Spotify Takes Second Place for Most Record Label Revenue Generated

One of the many things that record labels have said in the past is that because physical record labels have fallen, that means file-sharing is killing the industry. The reality has been that sources of revenue has shifted and the fact that Spotify has now become the second largest source of revenue for the record labels is simply further evidence of this.

Note: This is an article I wrote that was published elsewhere first. It has been republished here for archival purposes

Business Insider is noting that Spotify has become the second largest source of revenue for the record labels. The number 1 source is still apparently iTunes, but one Spotify investor says that if growth of the company continues like it has been, Spotify will become the number one source of revenue in two years:

“iTunes is way up here,” our source said, gesturing up high, “and everyone else is way down here.”

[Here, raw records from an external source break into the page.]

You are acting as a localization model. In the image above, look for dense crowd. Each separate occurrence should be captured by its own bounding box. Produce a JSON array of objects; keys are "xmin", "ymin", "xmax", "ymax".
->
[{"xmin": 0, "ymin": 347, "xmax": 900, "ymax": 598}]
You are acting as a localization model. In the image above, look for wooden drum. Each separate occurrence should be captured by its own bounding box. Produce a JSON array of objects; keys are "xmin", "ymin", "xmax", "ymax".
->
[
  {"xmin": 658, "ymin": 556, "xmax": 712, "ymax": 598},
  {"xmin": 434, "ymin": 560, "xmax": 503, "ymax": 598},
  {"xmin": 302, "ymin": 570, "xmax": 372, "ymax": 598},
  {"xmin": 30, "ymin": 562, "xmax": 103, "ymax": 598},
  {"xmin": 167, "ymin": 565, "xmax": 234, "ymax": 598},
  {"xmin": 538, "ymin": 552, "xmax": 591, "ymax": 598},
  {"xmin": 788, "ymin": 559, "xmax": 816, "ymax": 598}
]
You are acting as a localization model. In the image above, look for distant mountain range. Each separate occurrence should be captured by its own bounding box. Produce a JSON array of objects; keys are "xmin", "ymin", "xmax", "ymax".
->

At this year’s SXSW conference in Austin, early Spotify investor Sean Parker said: “If we [Spotify] continue growing at our current rate in terms of subscriptions and downloads, we’ll overtake iTunes in terms of contributions to the recorded music business in under two years.

I think that this just further cements the fact that people consume music differently now. One of the themes I picked up during my analysis of file-sharing studies was that the sales of physical albums has been so frequently used as a benchmark for how the industry is doing. In more recent years, total revenue was also used to say that the industry is somehow suffering from file-sharing (which is misleading because, as the studies have noted clearly, the unbundling of albums and people buying singles rather than whole physical albums could also explain the decline in total revenue).

While revenue may very well be down for record labels, the cost of distribution is also way down. Gone are the days where the primary and almost exclusive source of revenue is the physical CD. The industry isn’t totally depending on using a factory to burn and stamp CDs, stuff them in jewel cases, ship them in pallets via truck to numerous stores separated by thousands of miles and hoping that people would physically drive to the stores after seeing the music video on MTV and buying the album. Now, the market growth is available right in the home thanks to an Internet connection. It’s simply a matter of uploading the music digitally to a server so that people can stream the music or purchase the digital copy of the song. The process is substantially more streamlined and efficient for everyone involved.